P-547 ne le cache pas : même s’il ne veut plus voter RDR car il est déçu, il aime Alassane Ouattara. « Je l’aime (…) car depuis qu’il est au pouvoir nous dormons en paix (…) Il cherche à rassembler les gens ».
L’avocat de Gbagbo lui demande alors comment s’est déroulé l’épisode du second tour, où il dit avoir vu des gendarmes vouloir prendre les urnes. Les questions de l’avocat sont dans un français approximatif et le récit du témoin est difficilement compréhensible.
Éléments perturbateurs
En écoutant l’homme parler, Laurent Gbagbo et Charles Blé Goudé rient de plus en plus. MacDonald, l’adjoint de la procureure, s’offusque et prend la parole : « Les accusés sont en train de rire et c’est quelque chose de grave (…) C’est un manque de respect ! »
Le juge Tarfusser explique qu’il n’avait pas vu. Avec autorité, il leur demande d’arrêter car « rien ne doit transparaitre (…) Ils ne peuvent pas afficher leur désaccord ». O’Shea tient à préciser que le témoin lui aussi riait. « Le témoin est soumis à un stress c’est normal qu’il ait des émotions, lui rétorque le juge. Les accusés doivent eux s’abstenir. »
Laurent Gbagbo et Charles Blé Goudé ne rient plus. Grondés, ils ne pipent plus mot.
Un air de classe d’école
Tarfusser, tel un enseignant face à une classe dissipée, en profite pour sermonner aussi le témoin après que celui-ci ait reproché à l’avocat de Gbagbo de poser des questions qui n’ont pas de sens : « M. le témoin, ce n’est pas à vous de trancher si une question est pertinente ou non ! »
L’incident passé, un autre survient. O’Schea, parlant de la rébellion, lui demande ce qu’il connaît des rebelles. Puis s’exclame : « C’est incroyable que vous ne connaissez pas les hommes armés qui soutenaient Ouattara ! »
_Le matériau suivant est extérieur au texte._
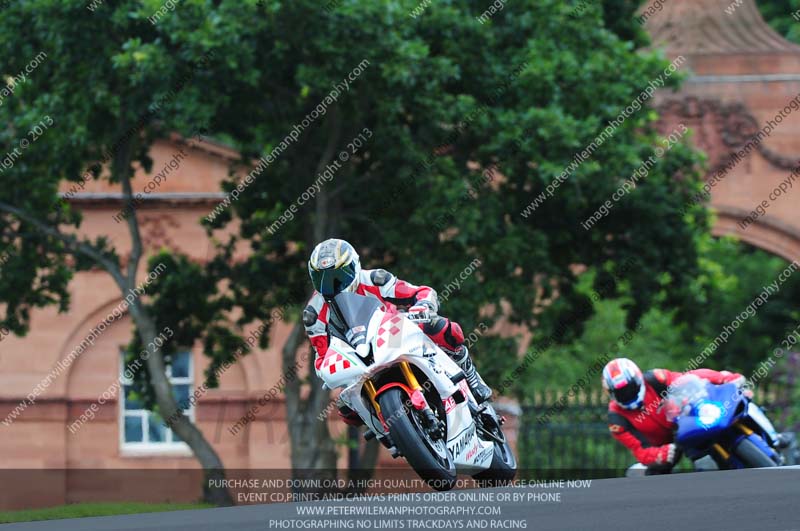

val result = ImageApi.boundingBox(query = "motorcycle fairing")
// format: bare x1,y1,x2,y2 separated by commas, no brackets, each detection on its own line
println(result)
317,294,494,473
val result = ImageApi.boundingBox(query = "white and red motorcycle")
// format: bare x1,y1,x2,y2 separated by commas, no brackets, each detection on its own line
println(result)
317,292,517,490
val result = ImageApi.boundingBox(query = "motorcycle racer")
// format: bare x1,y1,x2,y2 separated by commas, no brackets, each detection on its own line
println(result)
303,238,492,425
602,358,749,473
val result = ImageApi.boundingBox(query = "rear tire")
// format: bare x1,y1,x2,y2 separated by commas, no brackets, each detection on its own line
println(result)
378,387,456,490
472,410,517,488
734,439,778,468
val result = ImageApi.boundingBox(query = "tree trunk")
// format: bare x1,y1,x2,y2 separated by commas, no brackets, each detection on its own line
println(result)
124,274,233,506
111,133,233,506
282,107,342,492
282,323,337,491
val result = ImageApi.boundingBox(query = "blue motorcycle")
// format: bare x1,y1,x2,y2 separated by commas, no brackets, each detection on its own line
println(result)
662,374,783,469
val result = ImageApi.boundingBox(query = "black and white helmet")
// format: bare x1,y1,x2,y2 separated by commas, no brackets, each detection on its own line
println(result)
308,238,361,298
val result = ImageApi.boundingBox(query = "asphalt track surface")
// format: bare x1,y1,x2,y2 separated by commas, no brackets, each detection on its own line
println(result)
0,469,800,531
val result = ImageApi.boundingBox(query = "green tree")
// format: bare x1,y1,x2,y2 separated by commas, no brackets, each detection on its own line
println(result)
207,0,708,478
0,0,280,503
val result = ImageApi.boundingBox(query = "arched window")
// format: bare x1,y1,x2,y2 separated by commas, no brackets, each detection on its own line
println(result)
119,352,194,453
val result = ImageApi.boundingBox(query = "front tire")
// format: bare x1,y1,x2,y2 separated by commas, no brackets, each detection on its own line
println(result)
734,439,778,468
472,413,517,488
378,387,456,490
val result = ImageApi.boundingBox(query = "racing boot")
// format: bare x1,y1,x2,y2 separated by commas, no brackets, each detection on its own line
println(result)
448,345,492,404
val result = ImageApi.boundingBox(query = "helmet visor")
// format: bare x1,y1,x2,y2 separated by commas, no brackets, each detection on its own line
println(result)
611,381,640,406
311,262,356,297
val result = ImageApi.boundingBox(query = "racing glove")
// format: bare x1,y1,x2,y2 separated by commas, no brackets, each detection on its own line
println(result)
731,375,753,398
408,301,437,322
Tarfusser est en colère : « C’est votre avis maître O’Shea, ce n’est pas une question ! »Le juge et l’accusation considèrent que l’avocat de Gbagbo présente sa thèse au témoin et non des faits.
P-547 raconte ensuite que lui et les gens à la marche n’avaient ni pancartes, ni armes. Il dit qu’ils étaient « mains nues » pour « faire changer d’avis Laurent Gbagbo » pour qu’il quitte le pouvoir.
Finalement, une vidéo de Guillaume Soro veut être présentée par la défense. Mais une nouvelle objection s’impose et le débat sur l’utilisation de cette vidéo commence. Mais il est tard. La discussion reprendra lundi.